First dates suck, but yours doesn’t have to. We’re not asking how you met because, hey, Tinder is fine if you like cringe-worthy pick up lines and severe disappointment when you see your date in person. What we are going to do is show you how to rock your first date … or how to back out quickly.

Do:

Wear something that represents you. It’s important to make a good first impression, not a fake one. If you don’t usually rock a button-up, throw on a T-shirt that fits well and your favorite pair of jeans. Love winged eyeliner? Rock it, Winehouse. Keep it fresh, clean and classy.

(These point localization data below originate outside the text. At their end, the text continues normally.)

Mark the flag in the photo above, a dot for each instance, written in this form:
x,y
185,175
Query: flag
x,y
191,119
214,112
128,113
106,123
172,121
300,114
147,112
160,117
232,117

Keep it creative. Ladies, if this means you’re taking the reigns on the date, go for it. And guys — we’re tired of going to the movies. We can’t talk to you, we hope you don’t kiss us because our position is awkward, and our breath smells like butter and Kit Kats. Opt for a themed, home-cooked meal that you both can participate in, or go for a hike near Brandywine Falls.

Don’t:

Set yourself up for failure. If you don’t have an athletic bone in your body, don’t go tearing your ACL at a bowling alley. If you’re the type of dude who forgets to breathe in between bites of food, skip the Chinese buffet. And if you’re broke, skip the steakhouse and make happy hour. Pick a destination that makes sense for the both of you and leaves a lasting impression … in a good way.

Talk yourself in circles. Nobody wants to hear your “this is why we broke up” speech. It’s important to get to know each other to determine if there’s potential for something more. Listening to what your date has to say will communicate that you’re genuinely interested, not just there for a free meal.

Freak out. We promise you will live through this (or not —shout out to Ohio for literally housing every serial killer known to man). On a serious note, your date will end up fine. Have some confidence — this person thought you were cool enough to put themselves out there to take you out. If things get weird, let your date know you have to skip to help out a friend. It’s a universal lie that gently tells your date, “Hey, this isn’t going anywhere, and my bra straps are starting to dig into my ribs.”